Going fast! #DataquestChallenge Premium Annual Offer:
500 get 50% & the next 1000 get 40% off.
GET OFFER CODE

GP- Predicting House Sale Prices. Some Issues! (Though I have completed it)

Hi guys. I have just completed the project on ML. I want to go really far in this but I am having some confusions. Please check my work and provide with your feedback.
Following are the confusions I am having

  1. Should we scale the features? In Guided Project’s screens, we aren’t told to do so
  2. How to know if my predicted RMSE is good? Are there any standards to know that?
  3. My CV RMSEs (in the last part) are coming out weird. Out of 20 n-splits, a few of them are extremely large. What does that mean?
  4. What possible things can be done to improve the results? (Like trying out Lasso and Ridge)

Predicting House Sale Data.ipynb (682.2 KB)

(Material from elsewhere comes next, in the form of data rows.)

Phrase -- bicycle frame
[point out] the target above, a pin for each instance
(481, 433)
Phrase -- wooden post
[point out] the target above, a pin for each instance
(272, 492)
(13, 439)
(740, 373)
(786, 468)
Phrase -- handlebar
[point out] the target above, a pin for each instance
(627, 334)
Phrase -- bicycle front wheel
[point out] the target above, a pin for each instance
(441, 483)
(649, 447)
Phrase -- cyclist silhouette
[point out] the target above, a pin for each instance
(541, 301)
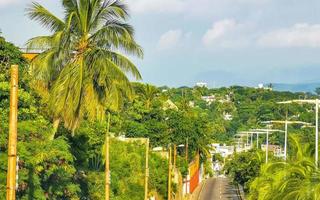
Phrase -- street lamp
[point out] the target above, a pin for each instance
(253, 132)
(267, 132)
(316, 102)
(286, 122)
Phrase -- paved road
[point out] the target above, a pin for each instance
(219, 189)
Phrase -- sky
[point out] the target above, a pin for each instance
(221, 42)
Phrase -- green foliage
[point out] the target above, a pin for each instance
(243, 167)
(82, 69)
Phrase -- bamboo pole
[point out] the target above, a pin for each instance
(169, 174)
(107, 167)
(12, 143)
(147, 170)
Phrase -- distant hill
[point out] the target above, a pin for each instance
(298, 87)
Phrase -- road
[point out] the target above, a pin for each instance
(219, 189)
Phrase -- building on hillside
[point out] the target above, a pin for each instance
(209, 99)
(170, 105)
(191, 104)
(261, 86)
(223, 150)
(227, 116)
(276, 149)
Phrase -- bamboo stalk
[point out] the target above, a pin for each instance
(107, 167)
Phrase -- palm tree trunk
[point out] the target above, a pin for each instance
(56, 122)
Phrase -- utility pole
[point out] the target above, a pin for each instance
(12, 143)
(107, 167)
(187, 146)
(174, 156)
(316, 102)
(286, 123)
(169, 174)
(147, 170)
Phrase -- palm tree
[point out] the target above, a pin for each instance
(297, 179)
(82, 63)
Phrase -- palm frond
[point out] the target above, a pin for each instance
(39, 13)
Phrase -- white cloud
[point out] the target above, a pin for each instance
(141, 6)
(4, 3)
(299, 35)
(226, 33)
(170, 39)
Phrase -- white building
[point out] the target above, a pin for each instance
(208, 99)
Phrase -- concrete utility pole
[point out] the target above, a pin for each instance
(253, 132)
(107, 166)
(169, 174)
(316, 103)
(12, 143)
(286, 122)
(267, 132)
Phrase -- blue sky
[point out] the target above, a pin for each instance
(221, 42)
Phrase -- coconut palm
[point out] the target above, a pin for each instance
(297, 179)
(148, 94)
(83, 62)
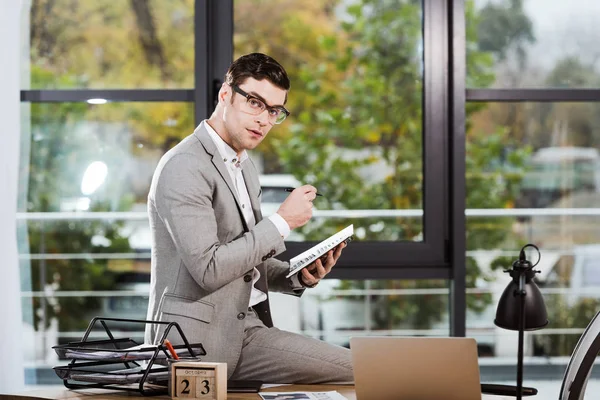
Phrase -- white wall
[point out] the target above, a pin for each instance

Machine-Learning/Predicting House Sale Data.ipynb at main · letdatado/Machine-Learning · GitHub

Click here to view the jupyter notebook file in a new tab

3 Likes

rizvey.ma, hi!
My little notes:

  1. MAE or RMSE are good parameters to find optimal values of different slopes or hyperparameters for Ridge or Lasso Regression.
    But after predicting the y_pred model for x_test everybody in case linear regression must have get the R2 metrics - on the other hand, you have great values MAE or RMSE but on another hand you can instable and not convergence model with negative R2.
  2. For check collinearity features among themselves your first neseccary step - exclude y values in our case SalePrice, and after it you plot correlation only between remaining features, no values that me want predict
  3. Before plotting it would be nice to bring everything features to the same scale - here you read
    6.3. Preprocessing data — scikit-learn 0.24.2 documentation
    Then possible and correlation plot may be have different colors and values.
    In general ames is a bad and hard choice for linear regression.
    P.S If you can use Ridge or Lasso regression - use only StandardScaler…
    Simple OLS Linear regression invariant for scaling.

PPS . Scaling may decrease collinearity features between each other - but models may not convergence.

1 Like

Hi Vadim Maklakov!
Thank you very much for sharing your notes. I am going to read them thoroughly and update my project.
I don’t understand that why they didn’t ask us to scale the data in guiding screens.
Do you think that it might be by mistake?

regards,
Ali

1 Like

The ML and DL are very complicated subjects. I think that the learning modules take simple essentials for general presentation. See here https://machinelearningmastery.com/ - especially pay attention for notes further reading books.

When you start studying module 8 “Deep Learning” - you will feel like a hero of the movie “Enemy at the Gate” - “You must have got a rifle in the battle!”(fables of the American agitprop) and module 7 “Machine Learning” seems easy and understandable. Get ready for it)))

Alright vadim! I do keep taking help from this website but never gave a thought to go to further reading.
I am definitely going to read them.
Kindly help me a bit more. Which readings would you recommend me to go for?
You can understand that I am not good to understand complicated stuff for now.

But I am working towards it

Hahaha! I tried doing Deep Learning course.
But I felt that its important to be really good at “not-so-deep learning” before moving on to “deep learning”
Do you think its correct to work with ML before going into DL?
Or could one proceed towards DL having a mediocre level with ML?
This has been quite a bug confusion for me

Classical right learning path - from simple to complicate.
I think that before learn DL you must have learned ML.
In the fact, DL is a set of bricks from ML from which you build the model of regression of classification or clustering. And knowledge of the principles the working bricks of ML is very necessary.
It’s bad that no one has yet written a book on DL analog of “Learning Python by Mark Lutz 5E”. The only similar good book on ML/DL subject for beginner:
“Hands-On Machine Learning with Scikit-Learn, Keras, and TensorFlow
SECOND EDITION
Concepts, Tools, and Techniques to Build Intelligent Systems” by Aurélien Géron
also good resources with quality content:
https://machinelearningmastery.com/ - very many links for further reading
https://www.analyticsvidhya.com/ - good describing base concepts with sample…
In our platform, most parts of contents in the style - “It is better to be beautiful and healthy than poor and sick " and " It is better to drink vodka than to fight”.
The training modules themselves begin from Stats are very stingy in content, I can say that is empty modules.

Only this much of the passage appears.